2008 09 Jul

Moving Mother Nightmares

Author: Shawn Categories: Story Shelter

I knew she wasn’t prepared. Now, to my horror, we sit in a dirty little hotel room and she’s left me laden with the stomach-whirling truth.

“You haven’t found a place to live, Mother?” I asked.

“Well, no. Not yet,” she replies, unconcerned. “I have a few places in mind but haven’t called anyone yet.”

My mind begins reeling. Why must she always do this? Personally, I prefer to have all my ducks in a pretty V shape when I’m moving.

“It’s Wednesday. I fly back Saturday. What if you haven’t found a place by then!” I retort, trying to impress some sort of reality check.

“I’m sure I’ll manage.” She smiles sarcastically.

“Yes, I’m sure you will,” I relent, meeting her resolute gaze with my defeated face. The hard part was over and I know it. I also know better than to worry about Mom’s unpredictable objectives. We’ve both moved over fifty times in our lives.

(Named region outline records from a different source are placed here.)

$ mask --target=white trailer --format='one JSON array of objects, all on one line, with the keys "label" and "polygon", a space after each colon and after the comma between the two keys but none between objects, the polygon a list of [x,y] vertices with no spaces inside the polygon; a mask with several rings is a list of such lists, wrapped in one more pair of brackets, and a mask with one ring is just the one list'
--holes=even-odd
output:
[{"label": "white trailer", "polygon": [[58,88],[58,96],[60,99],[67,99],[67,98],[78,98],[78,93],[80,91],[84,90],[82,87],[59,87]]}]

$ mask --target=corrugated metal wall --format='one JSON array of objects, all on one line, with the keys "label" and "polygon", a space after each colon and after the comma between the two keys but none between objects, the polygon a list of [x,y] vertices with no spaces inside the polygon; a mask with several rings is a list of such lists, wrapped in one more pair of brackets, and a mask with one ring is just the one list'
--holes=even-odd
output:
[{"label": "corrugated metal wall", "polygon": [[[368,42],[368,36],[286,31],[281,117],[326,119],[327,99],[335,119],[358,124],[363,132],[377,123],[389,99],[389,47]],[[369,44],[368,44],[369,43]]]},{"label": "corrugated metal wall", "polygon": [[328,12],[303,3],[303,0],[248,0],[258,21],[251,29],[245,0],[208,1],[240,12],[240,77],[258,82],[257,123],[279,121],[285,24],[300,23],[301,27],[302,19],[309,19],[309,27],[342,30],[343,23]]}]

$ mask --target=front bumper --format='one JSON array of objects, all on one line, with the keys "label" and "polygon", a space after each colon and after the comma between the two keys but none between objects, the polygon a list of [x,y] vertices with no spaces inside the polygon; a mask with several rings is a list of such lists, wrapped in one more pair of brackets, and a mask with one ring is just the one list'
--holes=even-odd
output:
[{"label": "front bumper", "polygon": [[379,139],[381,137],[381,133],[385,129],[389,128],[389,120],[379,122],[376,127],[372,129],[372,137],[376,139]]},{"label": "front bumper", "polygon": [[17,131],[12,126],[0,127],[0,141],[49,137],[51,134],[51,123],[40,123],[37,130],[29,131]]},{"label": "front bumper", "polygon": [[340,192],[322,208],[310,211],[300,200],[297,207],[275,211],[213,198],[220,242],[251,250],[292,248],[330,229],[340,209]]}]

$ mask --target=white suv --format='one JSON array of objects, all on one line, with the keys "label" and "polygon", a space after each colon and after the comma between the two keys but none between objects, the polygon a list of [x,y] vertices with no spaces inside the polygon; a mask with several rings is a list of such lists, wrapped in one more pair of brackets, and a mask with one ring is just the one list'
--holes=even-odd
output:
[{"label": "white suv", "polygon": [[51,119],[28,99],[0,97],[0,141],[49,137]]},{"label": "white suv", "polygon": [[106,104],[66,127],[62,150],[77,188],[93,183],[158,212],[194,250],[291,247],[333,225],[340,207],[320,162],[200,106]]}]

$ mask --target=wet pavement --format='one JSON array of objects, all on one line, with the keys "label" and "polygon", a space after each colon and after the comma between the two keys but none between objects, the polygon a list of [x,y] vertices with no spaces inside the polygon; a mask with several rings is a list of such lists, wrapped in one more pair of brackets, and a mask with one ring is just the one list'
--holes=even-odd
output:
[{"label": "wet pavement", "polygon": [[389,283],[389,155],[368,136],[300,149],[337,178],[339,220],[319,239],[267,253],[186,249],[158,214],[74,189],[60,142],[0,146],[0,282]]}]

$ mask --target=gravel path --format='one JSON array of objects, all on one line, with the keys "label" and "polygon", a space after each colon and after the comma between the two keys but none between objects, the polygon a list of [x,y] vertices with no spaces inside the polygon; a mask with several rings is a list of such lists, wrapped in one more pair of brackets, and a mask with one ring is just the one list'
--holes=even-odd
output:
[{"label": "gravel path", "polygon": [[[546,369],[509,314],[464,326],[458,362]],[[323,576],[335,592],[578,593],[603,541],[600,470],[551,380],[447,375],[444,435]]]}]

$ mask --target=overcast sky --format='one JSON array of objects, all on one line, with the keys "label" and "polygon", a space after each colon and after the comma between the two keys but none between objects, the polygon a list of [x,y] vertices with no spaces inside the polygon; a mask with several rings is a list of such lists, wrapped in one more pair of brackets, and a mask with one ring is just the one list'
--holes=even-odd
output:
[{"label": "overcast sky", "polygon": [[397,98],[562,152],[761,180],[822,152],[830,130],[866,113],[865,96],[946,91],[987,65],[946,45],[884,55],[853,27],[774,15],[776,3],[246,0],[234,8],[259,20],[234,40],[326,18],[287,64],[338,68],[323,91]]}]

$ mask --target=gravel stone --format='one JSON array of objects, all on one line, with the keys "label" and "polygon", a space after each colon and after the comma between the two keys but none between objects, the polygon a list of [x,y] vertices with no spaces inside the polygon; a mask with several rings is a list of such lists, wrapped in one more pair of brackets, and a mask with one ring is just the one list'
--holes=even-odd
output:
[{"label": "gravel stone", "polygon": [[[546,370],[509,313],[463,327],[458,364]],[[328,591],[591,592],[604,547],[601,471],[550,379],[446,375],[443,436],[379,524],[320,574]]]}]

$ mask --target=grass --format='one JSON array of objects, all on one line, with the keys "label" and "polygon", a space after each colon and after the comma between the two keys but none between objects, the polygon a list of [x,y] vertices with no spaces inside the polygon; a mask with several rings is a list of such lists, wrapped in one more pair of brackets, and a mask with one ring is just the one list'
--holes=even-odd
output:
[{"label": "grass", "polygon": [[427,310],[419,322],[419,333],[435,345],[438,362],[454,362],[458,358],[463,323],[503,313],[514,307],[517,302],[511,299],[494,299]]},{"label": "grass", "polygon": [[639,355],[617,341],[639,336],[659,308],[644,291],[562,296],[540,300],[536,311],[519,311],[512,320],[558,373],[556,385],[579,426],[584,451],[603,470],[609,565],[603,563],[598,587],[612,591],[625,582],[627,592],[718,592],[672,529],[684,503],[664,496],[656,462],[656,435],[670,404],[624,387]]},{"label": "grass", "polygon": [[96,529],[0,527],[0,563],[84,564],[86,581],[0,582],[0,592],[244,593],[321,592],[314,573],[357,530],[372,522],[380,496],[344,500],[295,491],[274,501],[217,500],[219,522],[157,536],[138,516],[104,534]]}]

Her trifling of the larger matters, e.g., finding a new home, renting a truck, planning the trip, setting up utilities, and those sorts of details comes from her familiarity with the routine. For such, one could fill a passenger seat with her guidebooks.

I walk over to the sink and prepare to brush my teeth. The sink smells and the water is not draining.

“Mother, the sink is backing up,” I sigh.

“So, go to the office and get some Drano or something,” she replies.

As I stroll to the front desk, I contemplate the scourges of moving and how it could be so much worse. The big details are obvious. The little ones are the nefarious buggers that get you. Mother excels at moving. To my fortune, she taught by example and thank Goddess I paid attention.

I’ve helped more people move than I can remember. I have observed that loading the truck is when flaring tempers can burn down the realms of sanity. I have moved everything by myself more than once. It can be done and my name isn’t Billy Biceps. I’m not even related to him.

My mother works like a brain surgeon when it’s time to load the truck. On this particular trip, she used every accessible slot and gap in the truck, the car, and the car carrier. The night before we left, we were jamming mops, brooms, the vacuum, and other cleaning supplies up behind the bulging back door of the Ryder truck. It was a very small space that mom left just for those things.

The trick is to have a mental picture of all your stuff and the size of that truck. Mom and I sit in it, imagine all our things in it, and let them put themselves in order like a Jenga puzzle in our minds. Mother has been known to halt the whole loading process until she can find the perfect doohickey to fit right there. I’ve not met anyone who can rival her in this area.

The big details, well, some of us plan them and some of us don’t. I say, why leave too much to chance. So many other things can go wrong.

But mother likes living in the moment.

I shake my head as I open the door to the dingy hotel room with plunger in hand.
“No Drano,” I mutter, and we both proceed to the foul sink. I cover the bad drain with the rubber, mom backs away, and I deliver one swift plunge. A geyser of reeking rotting food bursts from the pipes blanketing everything within three feet.

I am frozen.

My face starts convulsing.

“Oh, Gross! YUCK!” I stand there holding the plunger and look up.

Mother is doubled over, hands over her nose, tears flowing down her bright red face looking as if she might pass out.

I am covered in the most repulsive stinking stuff I have ever encountered and she’s laughing. I glare at her.

Never–never a dull moment with my mother.